The bottom line: from participation to prevention

You have likely invested significant time and resources into your health and wellbeing programs, employee education, and benefits communication—and for your already-engaged employees, that investment is paying off. But to truly protect your organization's bottom line, you have to engage the employees who typically fall through the cracks.

By removing the traditional friction points of benefits access and providing a more personalized, actionable experience, modern AI-powered health technology does what legacy wellness programs have historically failed to do: it successfully captures the attention of your highest-risk, hardest-to-reach members.

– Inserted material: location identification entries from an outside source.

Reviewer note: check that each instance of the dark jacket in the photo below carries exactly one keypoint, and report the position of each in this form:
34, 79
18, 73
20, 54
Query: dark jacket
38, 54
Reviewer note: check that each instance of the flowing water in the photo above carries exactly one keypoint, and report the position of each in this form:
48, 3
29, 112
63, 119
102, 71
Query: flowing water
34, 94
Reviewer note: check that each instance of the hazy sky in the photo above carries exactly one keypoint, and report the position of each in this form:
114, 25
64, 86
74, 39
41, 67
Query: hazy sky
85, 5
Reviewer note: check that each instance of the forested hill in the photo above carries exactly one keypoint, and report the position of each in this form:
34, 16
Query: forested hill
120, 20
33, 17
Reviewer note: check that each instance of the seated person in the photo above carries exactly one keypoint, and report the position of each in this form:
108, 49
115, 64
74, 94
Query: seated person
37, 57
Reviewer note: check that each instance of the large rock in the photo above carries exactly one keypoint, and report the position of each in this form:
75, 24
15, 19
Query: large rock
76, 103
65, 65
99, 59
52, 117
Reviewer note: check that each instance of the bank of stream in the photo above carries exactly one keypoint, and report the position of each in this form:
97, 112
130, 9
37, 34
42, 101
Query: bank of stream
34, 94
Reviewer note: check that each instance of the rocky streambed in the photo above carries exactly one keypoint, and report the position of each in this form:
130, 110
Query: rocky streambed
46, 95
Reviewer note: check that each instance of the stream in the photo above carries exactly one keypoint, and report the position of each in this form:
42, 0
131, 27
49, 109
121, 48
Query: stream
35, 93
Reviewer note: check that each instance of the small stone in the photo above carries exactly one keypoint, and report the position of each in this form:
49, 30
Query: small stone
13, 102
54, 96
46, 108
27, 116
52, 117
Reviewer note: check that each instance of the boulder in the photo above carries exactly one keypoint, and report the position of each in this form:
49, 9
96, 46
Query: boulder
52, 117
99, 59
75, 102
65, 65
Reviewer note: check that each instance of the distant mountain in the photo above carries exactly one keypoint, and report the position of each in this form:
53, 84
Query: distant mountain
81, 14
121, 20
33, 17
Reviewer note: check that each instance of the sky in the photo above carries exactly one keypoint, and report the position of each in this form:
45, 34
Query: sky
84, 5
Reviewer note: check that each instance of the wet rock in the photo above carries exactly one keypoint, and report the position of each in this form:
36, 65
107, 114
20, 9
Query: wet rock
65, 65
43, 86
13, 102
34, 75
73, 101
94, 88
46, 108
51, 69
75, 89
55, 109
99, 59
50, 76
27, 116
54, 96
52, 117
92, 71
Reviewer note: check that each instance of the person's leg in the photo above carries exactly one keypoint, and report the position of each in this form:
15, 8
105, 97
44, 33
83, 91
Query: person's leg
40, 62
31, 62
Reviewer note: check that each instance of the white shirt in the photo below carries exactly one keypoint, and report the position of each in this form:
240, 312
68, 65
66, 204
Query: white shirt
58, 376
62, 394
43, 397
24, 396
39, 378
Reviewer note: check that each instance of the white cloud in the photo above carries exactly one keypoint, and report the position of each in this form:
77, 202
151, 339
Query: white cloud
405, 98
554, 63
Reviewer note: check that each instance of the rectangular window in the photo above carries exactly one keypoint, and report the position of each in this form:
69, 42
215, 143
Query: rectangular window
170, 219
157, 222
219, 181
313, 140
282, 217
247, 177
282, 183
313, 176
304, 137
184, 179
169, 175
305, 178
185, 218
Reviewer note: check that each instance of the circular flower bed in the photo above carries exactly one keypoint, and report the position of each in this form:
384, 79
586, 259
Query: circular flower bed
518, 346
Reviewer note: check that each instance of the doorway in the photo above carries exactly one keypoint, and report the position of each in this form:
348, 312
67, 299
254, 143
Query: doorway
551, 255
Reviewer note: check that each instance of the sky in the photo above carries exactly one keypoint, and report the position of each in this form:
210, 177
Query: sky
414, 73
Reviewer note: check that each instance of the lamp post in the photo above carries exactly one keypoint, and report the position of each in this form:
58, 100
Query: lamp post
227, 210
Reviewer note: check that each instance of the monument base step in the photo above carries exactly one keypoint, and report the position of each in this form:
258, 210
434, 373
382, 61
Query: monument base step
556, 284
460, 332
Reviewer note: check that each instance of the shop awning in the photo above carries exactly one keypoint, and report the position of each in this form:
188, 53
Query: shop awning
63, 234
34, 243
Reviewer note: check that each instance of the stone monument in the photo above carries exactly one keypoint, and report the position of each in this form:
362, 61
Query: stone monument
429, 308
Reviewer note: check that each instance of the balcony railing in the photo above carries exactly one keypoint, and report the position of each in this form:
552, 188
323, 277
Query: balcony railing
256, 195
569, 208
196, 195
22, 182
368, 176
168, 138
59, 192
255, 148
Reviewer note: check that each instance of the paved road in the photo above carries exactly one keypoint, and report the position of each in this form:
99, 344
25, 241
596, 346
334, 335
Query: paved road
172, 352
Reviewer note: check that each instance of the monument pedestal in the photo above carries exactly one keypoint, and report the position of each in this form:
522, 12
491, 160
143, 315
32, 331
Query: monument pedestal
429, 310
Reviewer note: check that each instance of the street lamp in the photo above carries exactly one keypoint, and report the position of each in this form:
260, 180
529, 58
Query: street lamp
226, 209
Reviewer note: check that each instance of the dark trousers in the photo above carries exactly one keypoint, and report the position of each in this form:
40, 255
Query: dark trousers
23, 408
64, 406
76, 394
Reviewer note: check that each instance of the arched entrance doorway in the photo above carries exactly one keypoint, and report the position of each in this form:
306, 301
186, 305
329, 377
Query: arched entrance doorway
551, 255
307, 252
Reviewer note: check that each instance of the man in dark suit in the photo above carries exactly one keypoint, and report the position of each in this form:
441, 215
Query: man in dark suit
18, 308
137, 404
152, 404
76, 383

Engaging this high-cost claimant population creates a profound shift, enabling benefits leaders to finally address the ultimate elephant in the room—the historical conundrum of proving true actuarial ROI.

When your wellbeing solution possesses the sophisticated intelligence required to intercept risks and guide your unhealthiest members toward proactive care, the resulting downstream medical claims deflection becomes impossible to ignore.